There is truth to the saying, you should already know why something is true before you try to prove it. Most of the effort is to figure out if the claim is true or false, and why. And I think no one can teach you this, and certainly no book can teach you it.
For example, take Pythagoras's theorem. There are many proofs but if you just look at the theorem, it seems almost impossible to prove. Is a book like Velleman's How To Prove It going to help you to be able to prove Pythagoras's Theorem? Almost certainly not.
The best proof I've seen of that theorem is one that I saw in one of Polya's books, one that uses the proportionality of space. Any two similar figures, one being bigger than the other, will have an area that varies with the square of the change in size. For example, two similar triangles, one exactly twice as large, will have an area four times as large.
And looking at Pythagoras's theorem, it can be multiplied by any constant. If ##c^2 = a^2 + b^2##, ##kc^2 = ka^2 + kb^2##. So we can use any similar figures, they don't have to be squares, and the value for ##k## will just change. We could for example use circles where the sides of the triangle are the diameters (##k = {\pi \over 4}##). If we can prove it for any ##k##, it is true for all ##k##.

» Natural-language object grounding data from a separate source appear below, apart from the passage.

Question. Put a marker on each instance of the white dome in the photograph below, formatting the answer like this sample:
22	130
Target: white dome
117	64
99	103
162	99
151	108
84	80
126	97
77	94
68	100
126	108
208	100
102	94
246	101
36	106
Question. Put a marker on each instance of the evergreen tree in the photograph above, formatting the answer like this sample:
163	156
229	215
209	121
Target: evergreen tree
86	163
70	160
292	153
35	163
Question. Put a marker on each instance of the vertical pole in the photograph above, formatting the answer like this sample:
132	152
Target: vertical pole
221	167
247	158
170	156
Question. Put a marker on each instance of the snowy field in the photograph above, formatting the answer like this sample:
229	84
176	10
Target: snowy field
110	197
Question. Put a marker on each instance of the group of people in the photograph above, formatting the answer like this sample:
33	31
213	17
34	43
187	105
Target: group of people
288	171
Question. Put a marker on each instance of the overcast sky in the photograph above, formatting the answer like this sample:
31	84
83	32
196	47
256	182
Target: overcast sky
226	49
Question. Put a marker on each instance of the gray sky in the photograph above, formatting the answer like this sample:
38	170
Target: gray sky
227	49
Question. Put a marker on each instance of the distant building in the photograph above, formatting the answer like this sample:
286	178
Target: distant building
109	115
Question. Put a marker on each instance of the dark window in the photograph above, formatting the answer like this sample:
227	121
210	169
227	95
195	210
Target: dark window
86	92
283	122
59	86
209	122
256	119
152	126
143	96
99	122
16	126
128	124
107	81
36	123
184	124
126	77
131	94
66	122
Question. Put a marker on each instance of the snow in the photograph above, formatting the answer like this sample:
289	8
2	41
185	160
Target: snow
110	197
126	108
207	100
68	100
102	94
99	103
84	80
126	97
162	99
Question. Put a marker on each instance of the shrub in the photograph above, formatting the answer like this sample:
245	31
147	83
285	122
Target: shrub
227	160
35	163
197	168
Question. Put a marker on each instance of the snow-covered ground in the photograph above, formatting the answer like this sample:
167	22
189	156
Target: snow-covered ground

What figures should we use? Take the triangle itself and reflect it through the hypotenuse. Then drop a perpendicular from the apex to the hypotenuse and reflect those two triangles respectively through the other two sides. Now by proportionality of space, their areas are in proportion to the square of the side lengths. But we see that their areas do have the required relation.
Therefore, we have proved Pythagoras's Theorem. I know of no book that can teach one how to do this. Perhaps this is not yet a proof but converting it into a proof should be very easy because we know why it is true. So that's what I have to say about that, there are books that claim to be able to help but ultimately it is down to personal effort and creative thinking. There's no easy road, that is the point.